In the context of a wider study on behaviour change strategies, the House of Lords Science & Technology Select committee has published advice on voluntary agreements.
FINAL REPORT RECOMMENDATIONS ON VOLUNTARY AGREEMENTS (July 2011)
5.13. In general, the evidence supports the conclusion that non-regulatory or regulatory measures used in isolation are often not likely to be effective and that usually the most effective means of changing behaviour at a population level is to use a range of policy tools, both regulatory and non-regulatory. Given that many factors may influence behaviour, this conclusion is perhaps unsurprising.
5.14. We welcome efforts by the Government to raise awareness within departments of the importance of understanding behaviour, and the potential this has for the development of more effective and efficient policies. We are concerned, however, that emphasising non-regulatory interventions will lead to policy decisions where the evidence for the effectiveness of other interventions in changing behaviour has not been considered. This would jeopardise the development of evidence-based, effective and cost-effective policies.
5.15. We therefore urge ministers to ensure that policy makers are made aware of the evidence that non-regulatory measures are often not likely to be effective if used in isolation and that evidence regarding the whole range of policy interventions should be considered before they commit to using non-regulatory measures alone.
5.25. The involvement of other organisations to support the Government’s behaviour change initiatives may provide valuable opportunities to improve the effectiveness of behaviour change interventions, in particular by allowing a range of messengers to be used to deliver them. We welcome the Government’s intention to use such collaborations.
5.26. However, we have major doubts about the effectiveness of voluntary agreements with commercial organisations, in particular where there are potential conflicts of interest. Where voluntary agreements are made, we recommend that the following principles should be applied in order to ensure that they achieve their purpose:
- The Government should specify clearly what they want businesses to do based on the evidence about how to change behaviour, and what steps they will take to achieve the same result if voluntary agreements are not forthcoming, or prove ineffective.
- Voluntary agreements should be rigorously and independently evaluated against measurable and time-limited outcomes.
5.27. Given that these principles do not appear to have been applied consistently to the Public Health Responsibility Deal Network, we urge DH, in particular, to ensure that these principles are followed when negotiating further voluntary agreements. In relation to the current agreements, we recommend that DH should state for each pledge what outcomes are expected and when, and provide details of what steps they will take if the agreements are not effective at the end of the stated period.
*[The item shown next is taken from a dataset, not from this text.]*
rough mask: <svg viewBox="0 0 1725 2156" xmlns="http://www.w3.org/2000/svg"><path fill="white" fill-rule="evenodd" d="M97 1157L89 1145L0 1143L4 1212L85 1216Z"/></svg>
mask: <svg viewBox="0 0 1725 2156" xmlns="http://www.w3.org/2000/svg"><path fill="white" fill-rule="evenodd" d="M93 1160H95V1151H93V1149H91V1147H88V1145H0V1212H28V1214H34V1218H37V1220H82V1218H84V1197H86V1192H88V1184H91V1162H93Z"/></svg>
SIGNIFICANT EXTRACTS FROM EVIDENCE TO THE SELECT COMMITTEE
Pg 398 - “Professor Theresa Marteau: I’m not intimate with the Government’s policy on obesity, but my understanding is that, after the publication of the public health White Paper, there will be a separate report coming out in the spring. Part of it will be the responsibility deal that the Government are engaged in at the moment. Perhaps I could make a few comments about that. This is about government partnering with relevant industries for self-regulation. An interesting paper, which I will pass on to the Committee, is an analysis by Kelly Brownell in Yale of the history of self-regulation of the alcohol and tobacco industries. The paper compares that with marine fishing and forestry to try to see what we can learn about self-regulation for the food industry. In the analysis, the suggestion is that self-regulation has worked well for marine fishing and forestry because the threat is internal. In effect, if those industries don’t regulate themselves, they’ll have no industry. Where the threat is external, which is what the paper believes has been the case with alcohol and tobacco, and probably with food as well, self-regulation hasn’t necessarily worked so well. The report makes recommendations for how self-regulation by the food industry can be made to be most effective. It will come as no surprise to you that the emphasis is on the importance of transparency, objective evaluation and realistic goals.”